Rilke começou a escrever as elegias em questão no castelo de Duíno, na
província de Trieste, às margens do Adriático, noroeste da Itália, daí o motivo
para o título da obra, a saber, “Elegias de Duíno”.
Feito o devido esclarecimento, cumpre observar que a linguagem empregada
por Rilke revela uma apurada sensibilidade para perceber estados que não se
fixam apenas no literal sentido do texto. Isso gera múltiplos níveis de
significado e ambivalência, dificultando o pleno entendimento das ideias
fixadas em suas elegias.
Por tal motivo, além de transcrever, mais abaixo, a elegia de número
quatro, apresento também o comentário que a tradutora Dora Ferreira da Silva teceu
a respeito, de modo a facilitar a apreensão das imagens e abstrações evocadas
pelo poeta.
J.A.R. – H.C.
Rainer Maria Rilke
(1875-1926)
Elegias de Duíno
Quarta Elegia
(RILKE, 1985, p.
20-24)
Ó árvores da vida,
quando atingireis o inverno?
Ignoramos a unidade.
Não somos lúcidos como as aves
migradoras.
Precipitados ou vagarosos
nos impomos
repentinamente aos ventos
e tornamos a cair num
lago indiferente.
Conhecemos igualmente
o florescer e o murchar.
No entanto, em alguma
parte, vagueiam leões ainda,
alheios ao desamparo
enquanto vivem seu esplendor.
Nós, porém, quando
pensamos totalmente o Uno,
logo sentimos o
lastro do Outro.

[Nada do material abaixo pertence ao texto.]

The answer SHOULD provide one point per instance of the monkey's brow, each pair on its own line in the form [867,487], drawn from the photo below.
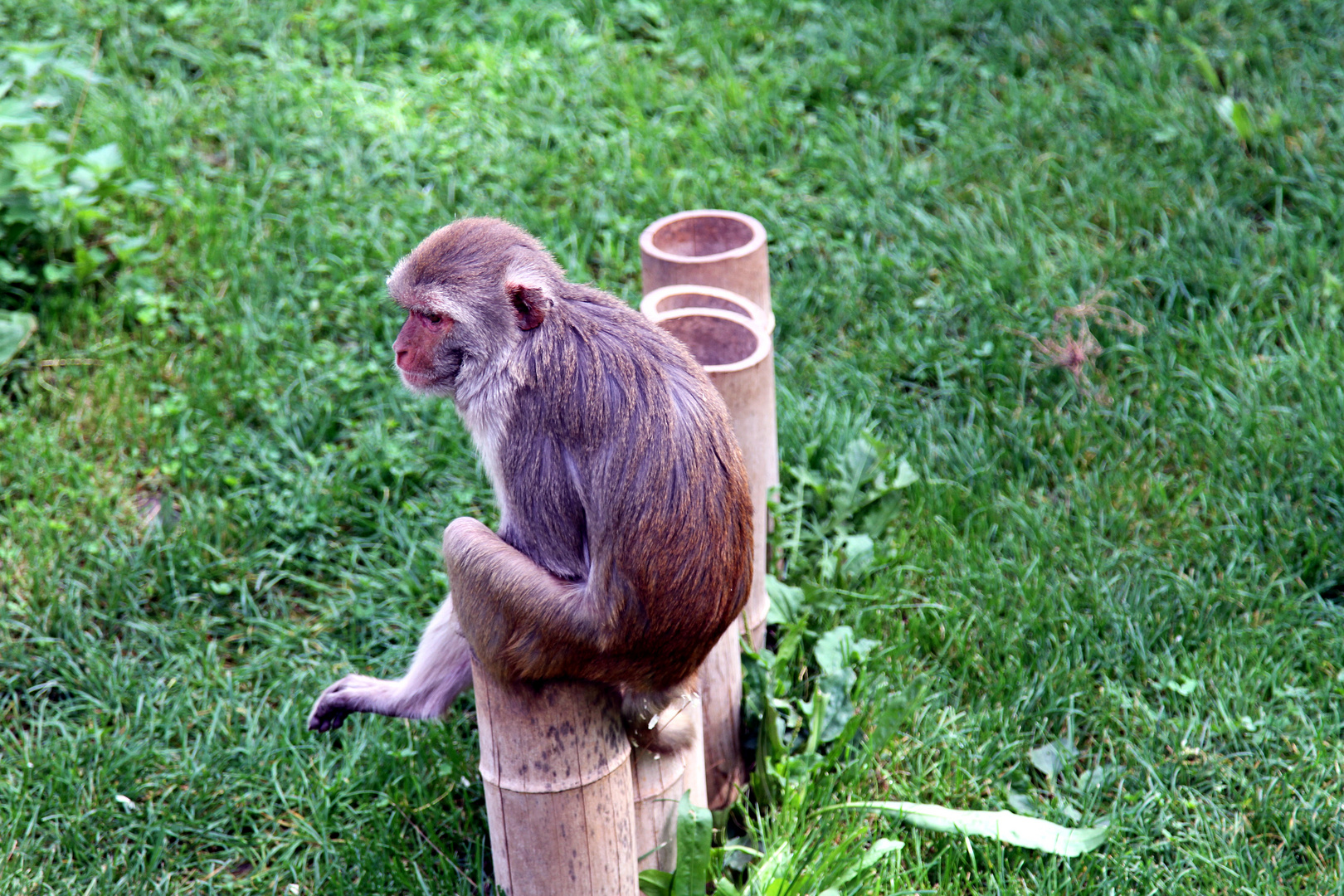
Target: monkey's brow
[407,304]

A hostilidade;
aguarda, muito perto.
Os amantes não hesitam, sem cessar,
entre limites – eles
que aspiravam refúgio, espaço, busca?
Compõe-se, então,
para a fugitiva imagem de um momento
um fundo de oposição,
penosamente, para que
a possamos ver; que
clareza se nos proporciona,
a nós que ignoramos o
contorno da sensação,
aderidos ao exterior
de sua forma. – Quem
desconhece a
angustiosa espera diante
do palco sombrio do
próprio coração?
Olhai: ergue-se o
pano sobre o cenário
de um adeus. Fácil de
compreender. O jardim habitual
a oscilar
ligeiramente. Só então aparece o bailarino.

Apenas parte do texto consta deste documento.